Natürlich verurteilt Frau Meltzer diese "gewisse Weichheit" nicht unbedingt, und das ganze ist natürlich auf die Kleidung bezogen, aber Ich verstehe dein Hadern mit der Formulierung, weil diese davon ausgeht, dass es eine bestimmte Sache, in diesem Fall einen Look, geben muss, der das wahre, echte, richtige ist. Von dem also ausgegangen wird und alles andere, hier also die schmale Silhouette, verurteilt oder sogar als falsch angesehen wird.
Um den Bezug auf den Zeit-Artikel nicht zu verlieren: Die Autorin geht davon aus, dass es ein Rollenbild gibt, was richtig (und wichtig für Frauen, oder besser heterosexuelle Partnerschaft) ist und dass Männer, die diesem nicht entsprechen (können/wollen), als ein Problem oder zumindest etwas Negatives zu beurteilen sind.
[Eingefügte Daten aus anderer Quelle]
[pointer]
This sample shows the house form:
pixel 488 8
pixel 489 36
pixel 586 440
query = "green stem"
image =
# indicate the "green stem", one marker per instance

Ist natürlich die Frage, ob diese einseitige Beschreibung dieser Ästhetik so gemeint ist oder nicht...
@frl.krautwurst, welcher der fotografen denn? da sind ja einige involviert...
@lola, danke für dein kommentar! den von dir angesprochenen "schmerzensmänner"-artikel und die darauf folgende debatte kam mir auch in den sinn. allerdings bewertet frau meltzer die "neuen silhouetten" und das damit für sie verkörperte männerbild für sich rein positiv. nina pauer verurteilt die vermeintlich "verweichlichten" männer: "Verkopft, gehemmt, unsicher, nervös und ängstlich ist er, melancholisch und ratlos. Er hat seine Rolle verloren." und: "Statt fordernd zu flirten, gibt er sich als einfühlsamer Freund."
interessanterweise fügt auch die designerin lena meltzer im interview an, dass "die schwedinnen" für mikael persbrandt, der den "eigensinnigen dickköpfigen polizisten in der krimiserie "beck" spielt", schwärmen. und der setzt im zweifelsfalle auch gerne mal die fäuste ein.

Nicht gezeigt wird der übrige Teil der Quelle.